This week, a couples’ therapist wrote in The New York Times about helping a politically divided couple stay together. Her conclusions are trite and her insights are deeply out of touch. She argues,
To protect this brittle and distorted version of reality, we resort to extreme defensiveness. We frame opposing arguments as a threat to our identity and values. In psychoanalytic terms we call this the paranoid-schizoid position. We all tend to drop into this state of mind when we’re under extreme threat. In certain circumstances, it can allow for powerful acts of courage, but it’s also a state in which nuance and complexity are intolerable, and it’s too easy to see difference as danger.
She writes as if the differences between Republicans and Democrats are just silly little intellectual disagreements about the tax code.
But the reality is so much starker. I read that op-ed on Wednesday morning and then later read an article about Donald Trump’s nominee to lead the Defense Department opposing women’s roles in active combat. Anti-LGBTQ hate crimes are at an all-time high, and Republicans are waging a harassment campaign against a trans congresswoman.

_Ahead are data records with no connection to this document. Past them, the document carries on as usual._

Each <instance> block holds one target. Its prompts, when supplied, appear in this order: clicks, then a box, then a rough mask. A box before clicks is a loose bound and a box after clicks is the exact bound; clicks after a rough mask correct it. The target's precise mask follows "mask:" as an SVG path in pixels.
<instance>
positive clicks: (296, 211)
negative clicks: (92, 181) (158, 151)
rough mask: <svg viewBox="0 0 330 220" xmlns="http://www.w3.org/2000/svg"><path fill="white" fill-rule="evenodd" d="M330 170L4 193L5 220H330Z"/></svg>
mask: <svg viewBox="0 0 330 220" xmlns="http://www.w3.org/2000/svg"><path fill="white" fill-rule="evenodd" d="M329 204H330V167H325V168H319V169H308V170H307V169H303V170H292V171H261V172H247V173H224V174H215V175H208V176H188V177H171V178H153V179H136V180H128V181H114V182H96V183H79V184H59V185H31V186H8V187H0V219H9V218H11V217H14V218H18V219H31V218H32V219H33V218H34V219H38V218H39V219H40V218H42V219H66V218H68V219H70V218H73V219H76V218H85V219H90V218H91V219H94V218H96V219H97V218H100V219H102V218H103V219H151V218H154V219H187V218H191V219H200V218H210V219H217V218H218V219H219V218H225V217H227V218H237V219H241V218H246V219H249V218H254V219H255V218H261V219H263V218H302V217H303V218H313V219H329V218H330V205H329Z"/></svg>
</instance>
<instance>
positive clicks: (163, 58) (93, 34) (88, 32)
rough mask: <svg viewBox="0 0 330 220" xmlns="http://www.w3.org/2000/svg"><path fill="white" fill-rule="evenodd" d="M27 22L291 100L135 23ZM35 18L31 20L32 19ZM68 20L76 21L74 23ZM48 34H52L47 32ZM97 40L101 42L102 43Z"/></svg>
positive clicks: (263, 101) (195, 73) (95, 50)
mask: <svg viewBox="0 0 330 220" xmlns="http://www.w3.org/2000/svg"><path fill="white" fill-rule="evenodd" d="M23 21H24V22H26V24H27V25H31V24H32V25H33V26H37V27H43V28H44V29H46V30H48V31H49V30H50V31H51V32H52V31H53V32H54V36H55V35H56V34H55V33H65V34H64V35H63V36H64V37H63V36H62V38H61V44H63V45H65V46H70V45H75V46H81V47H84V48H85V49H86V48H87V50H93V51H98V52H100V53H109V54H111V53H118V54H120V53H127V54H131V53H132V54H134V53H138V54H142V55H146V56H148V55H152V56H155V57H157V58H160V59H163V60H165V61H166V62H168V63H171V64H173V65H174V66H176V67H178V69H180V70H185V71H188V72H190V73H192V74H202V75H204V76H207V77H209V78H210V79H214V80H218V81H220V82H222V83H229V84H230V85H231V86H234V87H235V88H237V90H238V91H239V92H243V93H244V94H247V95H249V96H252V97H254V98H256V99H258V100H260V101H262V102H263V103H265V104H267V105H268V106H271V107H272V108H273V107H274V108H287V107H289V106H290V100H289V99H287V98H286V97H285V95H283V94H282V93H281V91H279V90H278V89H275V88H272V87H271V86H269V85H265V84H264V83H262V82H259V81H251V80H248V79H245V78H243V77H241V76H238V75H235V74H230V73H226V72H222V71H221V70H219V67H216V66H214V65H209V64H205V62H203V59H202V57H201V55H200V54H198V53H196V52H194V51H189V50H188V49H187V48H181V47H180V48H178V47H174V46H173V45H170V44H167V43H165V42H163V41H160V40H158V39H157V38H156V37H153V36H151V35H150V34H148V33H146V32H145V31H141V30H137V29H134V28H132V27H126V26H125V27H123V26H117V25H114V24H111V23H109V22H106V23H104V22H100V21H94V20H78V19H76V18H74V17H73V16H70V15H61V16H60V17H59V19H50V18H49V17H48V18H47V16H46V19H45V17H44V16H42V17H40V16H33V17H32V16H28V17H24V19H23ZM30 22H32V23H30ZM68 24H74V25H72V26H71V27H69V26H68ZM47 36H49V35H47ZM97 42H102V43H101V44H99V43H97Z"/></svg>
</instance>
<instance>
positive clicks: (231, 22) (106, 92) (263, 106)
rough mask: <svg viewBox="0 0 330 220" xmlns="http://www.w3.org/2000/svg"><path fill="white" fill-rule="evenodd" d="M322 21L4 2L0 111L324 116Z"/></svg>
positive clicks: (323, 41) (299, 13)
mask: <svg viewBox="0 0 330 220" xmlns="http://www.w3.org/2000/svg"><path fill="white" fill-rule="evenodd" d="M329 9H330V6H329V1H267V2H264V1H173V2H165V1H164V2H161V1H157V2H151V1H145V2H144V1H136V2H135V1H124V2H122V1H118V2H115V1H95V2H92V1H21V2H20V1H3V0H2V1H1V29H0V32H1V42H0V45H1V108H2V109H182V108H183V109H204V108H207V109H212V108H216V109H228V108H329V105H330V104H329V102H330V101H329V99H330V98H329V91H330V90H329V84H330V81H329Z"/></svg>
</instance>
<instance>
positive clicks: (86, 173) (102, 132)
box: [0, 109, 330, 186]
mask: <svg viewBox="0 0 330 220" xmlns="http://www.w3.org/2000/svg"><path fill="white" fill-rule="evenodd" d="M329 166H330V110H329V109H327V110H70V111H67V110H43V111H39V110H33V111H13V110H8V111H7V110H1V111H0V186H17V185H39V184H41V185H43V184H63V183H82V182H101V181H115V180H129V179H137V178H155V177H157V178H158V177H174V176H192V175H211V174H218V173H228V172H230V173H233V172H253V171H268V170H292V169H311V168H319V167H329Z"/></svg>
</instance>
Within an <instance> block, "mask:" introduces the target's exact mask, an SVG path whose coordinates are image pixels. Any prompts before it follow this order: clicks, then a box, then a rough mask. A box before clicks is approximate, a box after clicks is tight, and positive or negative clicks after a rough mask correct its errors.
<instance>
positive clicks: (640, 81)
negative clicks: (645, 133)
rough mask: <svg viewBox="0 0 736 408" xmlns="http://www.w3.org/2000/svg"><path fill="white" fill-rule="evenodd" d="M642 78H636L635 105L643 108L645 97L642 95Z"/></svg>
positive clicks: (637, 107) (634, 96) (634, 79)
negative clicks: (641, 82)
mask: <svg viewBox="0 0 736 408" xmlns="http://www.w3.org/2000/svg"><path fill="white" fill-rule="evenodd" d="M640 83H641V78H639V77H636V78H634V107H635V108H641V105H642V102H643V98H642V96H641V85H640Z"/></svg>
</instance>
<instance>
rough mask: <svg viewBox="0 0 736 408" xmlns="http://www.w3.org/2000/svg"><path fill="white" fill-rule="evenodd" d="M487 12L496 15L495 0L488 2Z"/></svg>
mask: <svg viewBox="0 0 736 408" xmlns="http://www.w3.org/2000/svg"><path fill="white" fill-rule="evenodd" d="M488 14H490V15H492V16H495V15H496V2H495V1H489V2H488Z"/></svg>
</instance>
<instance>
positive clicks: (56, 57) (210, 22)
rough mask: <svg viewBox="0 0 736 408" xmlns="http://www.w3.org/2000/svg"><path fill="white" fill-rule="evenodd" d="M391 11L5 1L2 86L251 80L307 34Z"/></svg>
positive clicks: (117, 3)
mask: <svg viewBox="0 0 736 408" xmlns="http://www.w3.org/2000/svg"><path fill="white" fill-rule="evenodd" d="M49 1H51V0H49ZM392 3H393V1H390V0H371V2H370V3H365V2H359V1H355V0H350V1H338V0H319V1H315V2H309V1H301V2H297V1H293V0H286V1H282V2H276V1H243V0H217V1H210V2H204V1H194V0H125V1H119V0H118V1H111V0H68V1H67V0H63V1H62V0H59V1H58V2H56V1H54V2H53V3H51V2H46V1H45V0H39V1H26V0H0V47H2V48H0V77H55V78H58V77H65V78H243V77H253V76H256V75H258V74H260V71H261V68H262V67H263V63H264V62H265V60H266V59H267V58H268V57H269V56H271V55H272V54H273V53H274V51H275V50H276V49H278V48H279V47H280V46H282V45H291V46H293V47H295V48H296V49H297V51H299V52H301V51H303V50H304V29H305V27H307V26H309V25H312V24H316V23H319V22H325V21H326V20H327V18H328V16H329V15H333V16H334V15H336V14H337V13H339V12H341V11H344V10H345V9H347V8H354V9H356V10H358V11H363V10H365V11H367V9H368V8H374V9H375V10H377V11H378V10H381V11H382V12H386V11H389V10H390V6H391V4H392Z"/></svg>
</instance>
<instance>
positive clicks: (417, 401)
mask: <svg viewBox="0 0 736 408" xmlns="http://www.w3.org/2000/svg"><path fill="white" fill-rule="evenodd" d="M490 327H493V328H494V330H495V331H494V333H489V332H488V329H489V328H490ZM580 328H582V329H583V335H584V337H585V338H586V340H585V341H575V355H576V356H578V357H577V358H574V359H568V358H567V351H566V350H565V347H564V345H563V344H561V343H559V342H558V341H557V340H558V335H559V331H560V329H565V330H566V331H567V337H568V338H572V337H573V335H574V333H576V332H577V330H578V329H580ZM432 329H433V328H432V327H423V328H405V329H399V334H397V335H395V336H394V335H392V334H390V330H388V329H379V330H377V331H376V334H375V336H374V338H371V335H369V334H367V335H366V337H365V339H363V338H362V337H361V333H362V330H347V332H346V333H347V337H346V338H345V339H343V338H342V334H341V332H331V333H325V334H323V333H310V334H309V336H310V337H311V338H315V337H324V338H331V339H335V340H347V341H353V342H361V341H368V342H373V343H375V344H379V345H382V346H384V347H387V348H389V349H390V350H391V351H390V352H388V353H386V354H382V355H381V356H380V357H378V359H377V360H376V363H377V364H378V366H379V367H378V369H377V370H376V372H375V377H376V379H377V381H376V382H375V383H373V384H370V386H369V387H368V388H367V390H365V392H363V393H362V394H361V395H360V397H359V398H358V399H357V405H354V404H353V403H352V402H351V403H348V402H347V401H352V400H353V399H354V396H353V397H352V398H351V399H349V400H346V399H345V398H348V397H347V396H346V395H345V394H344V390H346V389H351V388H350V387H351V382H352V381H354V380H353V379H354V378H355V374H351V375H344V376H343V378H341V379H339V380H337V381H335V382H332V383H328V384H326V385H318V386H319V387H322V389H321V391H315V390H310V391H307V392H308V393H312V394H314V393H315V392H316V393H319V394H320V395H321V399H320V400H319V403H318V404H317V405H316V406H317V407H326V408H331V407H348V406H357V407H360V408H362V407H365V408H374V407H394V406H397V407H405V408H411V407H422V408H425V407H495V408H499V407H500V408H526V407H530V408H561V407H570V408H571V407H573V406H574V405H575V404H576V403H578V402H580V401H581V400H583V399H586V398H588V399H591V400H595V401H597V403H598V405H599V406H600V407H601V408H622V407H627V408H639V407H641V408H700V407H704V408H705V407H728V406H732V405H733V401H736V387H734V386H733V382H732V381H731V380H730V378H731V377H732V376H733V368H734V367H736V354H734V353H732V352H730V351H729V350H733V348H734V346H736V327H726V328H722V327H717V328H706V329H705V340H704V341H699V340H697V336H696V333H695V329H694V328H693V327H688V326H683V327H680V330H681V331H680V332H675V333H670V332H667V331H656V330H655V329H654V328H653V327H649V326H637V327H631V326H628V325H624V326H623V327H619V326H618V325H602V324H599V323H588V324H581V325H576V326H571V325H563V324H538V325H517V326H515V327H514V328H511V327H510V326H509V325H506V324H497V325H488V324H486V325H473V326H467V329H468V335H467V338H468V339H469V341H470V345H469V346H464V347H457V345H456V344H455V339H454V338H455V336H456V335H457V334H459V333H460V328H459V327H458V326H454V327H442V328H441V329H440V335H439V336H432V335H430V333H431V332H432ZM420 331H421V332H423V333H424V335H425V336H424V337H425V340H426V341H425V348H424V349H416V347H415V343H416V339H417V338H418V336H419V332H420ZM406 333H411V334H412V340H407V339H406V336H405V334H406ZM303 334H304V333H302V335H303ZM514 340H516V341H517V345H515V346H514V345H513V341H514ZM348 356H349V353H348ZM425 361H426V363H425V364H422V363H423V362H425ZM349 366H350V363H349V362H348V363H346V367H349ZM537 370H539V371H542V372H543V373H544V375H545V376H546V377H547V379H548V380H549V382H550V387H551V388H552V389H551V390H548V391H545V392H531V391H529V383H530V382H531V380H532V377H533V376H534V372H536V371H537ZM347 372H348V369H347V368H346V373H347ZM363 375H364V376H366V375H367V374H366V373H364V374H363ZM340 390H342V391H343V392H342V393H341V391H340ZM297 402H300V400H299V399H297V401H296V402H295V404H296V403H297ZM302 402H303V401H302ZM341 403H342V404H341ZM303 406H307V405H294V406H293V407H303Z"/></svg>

The home is the most dangerous place for a woman. It’s the place where she is most likely to be attacked or sexually assaulted. And yet, Republicans are passing laws and plan to continue to pass laws that take away a woman’s fundamental right to reproductive freedom and plan to erode access to no-fault divorce.
To say these are differences and not dangers is to openly tell one part of the population that their lives and their freedoms are less important than marriage.